63 Chia corroborated Lim's testimony regarding the meeting at the temple on 4 June 2001, and what transpired therein. He testified it was a collective decision made by the management committee to terminate the agreement, due to breaches committed by the firm.
64 Chia further confirmed that as at the date of this trial, there was no commission outstanding and due to the firm. However, the firm still owed the first defendants $488,797 for customers who had defaulted on payments. In re-examination, Chia explained that were it not for the efforts of the first defendants, the default list would have been worse. The first defendants mobilised their entire organisation to make telephone calls and send reminders to customers to ask them to pay up and thereby recovered $952,000 which obligation was actually the firm's, under the terms of the agreement. The final number (146) of defaults was reflected in his statement of account set out in the first defendants' letter dated 1 July 2002 (1AB73) to the plaintiffs, marked for the attention of James Aw. He was appointed to take charge of marketing and promotion expenses for the first defendants and his counterpart in the firm was James Aw
65 Chia also corroborated the second defendant's claim, that the firm had agreed to a deduction from its commission for publicity costs. In its letter dated 15 August 2001 to the first defendants under the heading amendments to agreement dated 14 September 2000 (1AB56), it said:
Accordingly, we will pay to Ji Le Memorial Park for the right to draw on their marketing and promotional materials. Kindly advise us of the cost thereof.

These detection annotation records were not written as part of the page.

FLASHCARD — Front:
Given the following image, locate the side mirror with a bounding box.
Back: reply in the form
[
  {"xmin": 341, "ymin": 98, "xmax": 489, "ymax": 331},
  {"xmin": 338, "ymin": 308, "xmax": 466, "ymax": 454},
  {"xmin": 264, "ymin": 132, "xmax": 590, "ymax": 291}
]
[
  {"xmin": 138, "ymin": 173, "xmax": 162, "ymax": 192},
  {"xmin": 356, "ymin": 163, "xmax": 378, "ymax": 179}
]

Later, when the plaintiffs negotiated with the defendants on the new agreement to be signed with AsiaCorp, the 10% figure was agreed to, as reflected in cl 4.1 of the draft. Instead of a commission of $2,000 per niche sold, the plaintiffs agreed to a lower commission of $1500 because $500 (10% of $5000), would be set aside for promotion expenses. The plaintiffs' agreement was evidenced in their signing both copies of the draft agreement produced in court. In fact, the first defendants initially wanted to charge the firm based on the gross sales but relented, when James Aw appealed for a lower figure. Instead, they charged 10% based on the commission. Hence, in the first defendants' correspondence subsequent to 15 August 2001, the 10% charged to the firm was based on the firm's commission.
66 Like the second defendant, Chia argued that if the firm failed to comply with cll 13 and 15 of the agreement vis a vis publicity, it must be implied that they would have to bear the first defendants' costs of printing the publicity materials and doing the promotion on the firm's behalf.
67 As for the commission of $297,400 paid to the firm in May 2001, Chia testified it was based on 26 niches for which full payment ($52,000) had been received. There were another 401 niches sold on instalment basis, for which the firm was paid $245,400, based on the down-payments made by the buyers.
The issues
68 There were only 2 issues to be determined for this case:
(i) did the first defendants accept the plaintiffs in place of the firm under the agreement?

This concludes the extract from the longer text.